A reaction from the Springboks was expected after they lost for the first time to Italy last weekend in Florence. They haven’t won seven of their last eight matches since late August.

Seven changes were made to the starting line-up.

South Africa’s new caps are Cheetahs flanker Uzair Cassiem, Bulls winger Jamba Ulengo and Lions centre Rohan Janse van Rensburg. The fourth, Sharks flanker Jean-Luc du Preez, is in the reserves.

Coach Allister Coetzee said the changes were borne from injuries, rotation, and a need to build for next year.

“We have a less experienced team, but I want to see some energy and an improved performance,” he said. “Our selection is also keeping in mind of the process and necessity to build towards 2019.”

Meanwhile, Wales coach Rob Howley said: “We are looking at bettering the 70 per cent win record at home.

“We are playing against a side who have lost against Italy.

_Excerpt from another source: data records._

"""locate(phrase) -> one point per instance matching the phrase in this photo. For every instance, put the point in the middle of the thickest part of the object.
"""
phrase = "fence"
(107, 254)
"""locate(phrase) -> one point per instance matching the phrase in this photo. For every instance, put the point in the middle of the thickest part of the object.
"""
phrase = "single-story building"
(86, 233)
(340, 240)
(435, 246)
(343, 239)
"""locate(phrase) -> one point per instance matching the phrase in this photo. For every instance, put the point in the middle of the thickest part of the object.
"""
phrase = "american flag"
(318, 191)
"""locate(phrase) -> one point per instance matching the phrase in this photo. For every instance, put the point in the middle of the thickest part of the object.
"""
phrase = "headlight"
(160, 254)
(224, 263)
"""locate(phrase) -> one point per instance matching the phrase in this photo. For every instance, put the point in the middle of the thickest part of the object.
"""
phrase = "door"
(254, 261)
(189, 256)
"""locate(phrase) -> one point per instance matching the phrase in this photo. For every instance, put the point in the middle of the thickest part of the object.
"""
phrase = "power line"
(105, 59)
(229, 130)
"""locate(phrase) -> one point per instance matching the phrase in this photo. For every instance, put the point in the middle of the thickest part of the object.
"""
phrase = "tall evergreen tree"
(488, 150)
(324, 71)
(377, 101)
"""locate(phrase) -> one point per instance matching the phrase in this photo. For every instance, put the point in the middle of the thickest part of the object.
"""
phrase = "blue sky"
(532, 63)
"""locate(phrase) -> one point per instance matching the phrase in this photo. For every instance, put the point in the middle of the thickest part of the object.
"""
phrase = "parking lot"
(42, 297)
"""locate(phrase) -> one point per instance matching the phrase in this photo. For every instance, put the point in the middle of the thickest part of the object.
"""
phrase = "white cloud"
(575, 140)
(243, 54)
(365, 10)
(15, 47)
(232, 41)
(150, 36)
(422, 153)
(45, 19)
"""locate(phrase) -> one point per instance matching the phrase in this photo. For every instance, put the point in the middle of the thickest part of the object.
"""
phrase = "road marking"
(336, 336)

But we didn’t perform well against Japan, we won ugly, which sometimes in sport you take.”

Howley said Wales had endured a tough week after being criticised for their performance in last Saturday’s 33-30 win over Japan.

“We won the game against Japan but we came up short in terms of our expectation of our performance,” he said.

Only captain Sam Warburton is missing from the line-up.

“He had a stinger [nerve injury] in training on Tuesday afternoon. He felt he would get through the next 24-48 hours, but the medical team have decided it is much too early,” Howley said.